Kevin Page dismisses Privy Council’s Blueprint 2020 as ‘empty vessel’.
And the official government and bureaucratic view, predictably more rose-coloured:
Public servants waiting to see which vision for the bureaucracy will prevail in 2014
Lawrence Martin in the Globe takes a similarly hard-hitting approach, highlighting the relationship issue between the government and the public service. He goes too far in asserting the independence of the public service, given its role to serve the government of the day. Codifying a “moral contract” as suggested by Ralph Heintzman beyond the general understanding of “fearless advice and loyal implementation” is unlikely to happen, and would likely be too rigid. As always, finding the right balance is a challenge:
In the face of all the problems, top bureaucrat Wayne Wouters, Clerk of the Privy Council, has unveiled Blueprint 2020, a vision for a reformed world-class public service. Many such reform and modernization schemes have been tried in the past with scant results. This one, which follows a commendable consultation process within the service, is full of fine-sounding stuff like citizen engagement, smart use of new technologies and a whole-of-government approach to improve service delivery and value for money…

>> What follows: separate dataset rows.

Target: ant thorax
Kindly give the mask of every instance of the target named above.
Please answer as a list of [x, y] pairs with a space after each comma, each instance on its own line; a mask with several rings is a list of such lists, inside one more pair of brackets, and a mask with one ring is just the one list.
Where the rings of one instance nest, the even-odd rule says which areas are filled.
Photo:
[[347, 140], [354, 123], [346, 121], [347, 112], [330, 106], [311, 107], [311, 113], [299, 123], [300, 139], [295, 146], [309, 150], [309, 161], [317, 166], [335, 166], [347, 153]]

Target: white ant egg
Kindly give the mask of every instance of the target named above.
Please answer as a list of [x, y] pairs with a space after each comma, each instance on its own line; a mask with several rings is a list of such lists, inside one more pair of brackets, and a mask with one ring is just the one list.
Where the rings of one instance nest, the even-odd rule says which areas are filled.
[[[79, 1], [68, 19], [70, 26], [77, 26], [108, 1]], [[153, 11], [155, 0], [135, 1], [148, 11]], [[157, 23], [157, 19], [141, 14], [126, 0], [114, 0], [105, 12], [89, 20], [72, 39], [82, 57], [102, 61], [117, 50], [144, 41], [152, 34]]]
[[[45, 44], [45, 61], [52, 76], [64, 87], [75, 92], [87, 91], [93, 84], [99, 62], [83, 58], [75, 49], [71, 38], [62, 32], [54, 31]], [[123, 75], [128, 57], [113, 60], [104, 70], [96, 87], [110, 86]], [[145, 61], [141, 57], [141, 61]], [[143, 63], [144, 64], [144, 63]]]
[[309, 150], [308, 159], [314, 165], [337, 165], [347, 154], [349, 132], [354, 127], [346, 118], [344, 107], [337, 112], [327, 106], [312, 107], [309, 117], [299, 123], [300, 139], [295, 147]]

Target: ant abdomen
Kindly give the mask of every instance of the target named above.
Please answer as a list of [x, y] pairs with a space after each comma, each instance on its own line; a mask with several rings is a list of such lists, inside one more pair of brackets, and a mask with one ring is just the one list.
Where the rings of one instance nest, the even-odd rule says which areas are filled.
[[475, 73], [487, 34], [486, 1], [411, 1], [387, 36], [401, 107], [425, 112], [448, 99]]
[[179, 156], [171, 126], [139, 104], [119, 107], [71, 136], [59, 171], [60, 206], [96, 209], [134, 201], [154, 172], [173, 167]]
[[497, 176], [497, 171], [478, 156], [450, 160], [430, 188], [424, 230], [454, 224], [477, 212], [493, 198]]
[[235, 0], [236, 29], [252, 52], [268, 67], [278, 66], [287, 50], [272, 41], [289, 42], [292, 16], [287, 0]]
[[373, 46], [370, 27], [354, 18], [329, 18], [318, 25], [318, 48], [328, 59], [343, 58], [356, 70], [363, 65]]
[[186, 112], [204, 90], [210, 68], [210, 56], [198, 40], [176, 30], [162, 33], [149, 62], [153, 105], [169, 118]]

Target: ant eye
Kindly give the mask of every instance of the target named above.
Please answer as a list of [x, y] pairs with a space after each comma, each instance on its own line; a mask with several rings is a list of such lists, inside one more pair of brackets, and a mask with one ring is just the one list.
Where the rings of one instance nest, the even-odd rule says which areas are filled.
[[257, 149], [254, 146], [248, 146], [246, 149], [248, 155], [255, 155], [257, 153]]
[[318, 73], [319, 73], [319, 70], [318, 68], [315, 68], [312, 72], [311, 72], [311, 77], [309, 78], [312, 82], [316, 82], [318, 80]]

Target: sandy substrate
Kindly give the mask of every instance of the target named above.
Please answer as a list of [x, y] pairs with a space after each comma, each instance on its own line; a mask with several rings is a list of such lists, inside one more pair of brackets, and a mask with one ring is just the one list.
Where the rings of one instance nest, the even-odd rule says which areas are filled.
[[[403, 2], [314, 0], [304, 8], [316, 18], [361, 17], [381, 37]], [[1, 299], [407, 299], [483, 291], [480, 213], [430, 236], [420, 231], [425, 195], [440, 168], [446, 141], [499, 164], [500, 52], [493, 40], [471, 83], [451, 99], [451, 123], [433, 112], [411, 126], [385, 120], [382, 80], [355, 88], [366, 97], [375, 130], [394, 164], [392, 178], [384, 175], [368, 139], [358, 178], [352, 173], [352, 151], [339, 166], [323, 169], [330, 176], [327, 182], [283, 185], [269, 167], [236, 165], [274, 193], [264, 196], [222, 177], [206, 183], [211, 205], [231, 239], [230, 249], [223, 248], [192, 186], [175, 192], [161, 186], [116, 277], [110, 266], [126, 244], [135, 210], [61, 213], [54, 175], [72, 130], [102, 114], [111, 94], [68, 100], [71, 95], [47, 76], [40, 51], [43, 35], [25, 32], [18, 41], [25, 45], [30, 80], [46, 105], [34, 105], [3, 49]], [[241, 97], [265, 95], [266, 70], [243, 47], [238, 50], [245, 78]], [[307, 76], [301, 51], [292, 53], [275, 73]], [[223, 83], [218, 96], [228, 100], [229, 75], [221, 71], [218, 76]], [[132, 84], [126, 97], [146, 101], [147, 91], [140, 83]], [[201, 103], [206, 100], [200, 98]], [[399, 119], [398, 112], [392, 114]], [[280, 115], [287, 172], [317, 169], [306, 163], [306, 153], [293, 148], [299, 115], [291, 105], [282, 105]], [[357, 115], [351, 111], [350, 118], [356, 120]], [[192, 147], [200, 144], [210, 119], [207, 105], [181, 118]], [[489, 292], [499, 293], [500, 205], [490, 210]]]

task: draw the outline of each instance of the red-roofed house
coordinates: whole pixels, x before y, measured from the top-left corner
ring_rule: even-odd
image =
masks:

But not much in Mr. Wouters’s plan appears aimed at restoring the degree of independence the public service has traditionally exercised. Its politicization, a most serious example being that of the Privy Council Office, must be stopped. The public service should be accountable not only to the executive branch but also to Parliament. On the latter, says Mr. Page, it has dropped the ball, at the price of a loss in public trust.
Meaningful reform would entail something like what’s been proposed by former Treasury Board executive Ralph Heintzman. What is needed, he says, is a “moral contract,” a charter that sets well-defined boundaries between ministers, public servants and Parliament.
Time to renew Canada’s cowed, bloated bureaucracy
In fairness to all, the challenge in any such PS renewal initiative is high, there are no formal evaluations of previous efforts at PS renewal that I am aware (some informal reflections, however), the fundamental limits of what can be done given bureaucratic and political heirarchies (government works top down, not bottom up), not to mention the particular context of the current government-public service relations.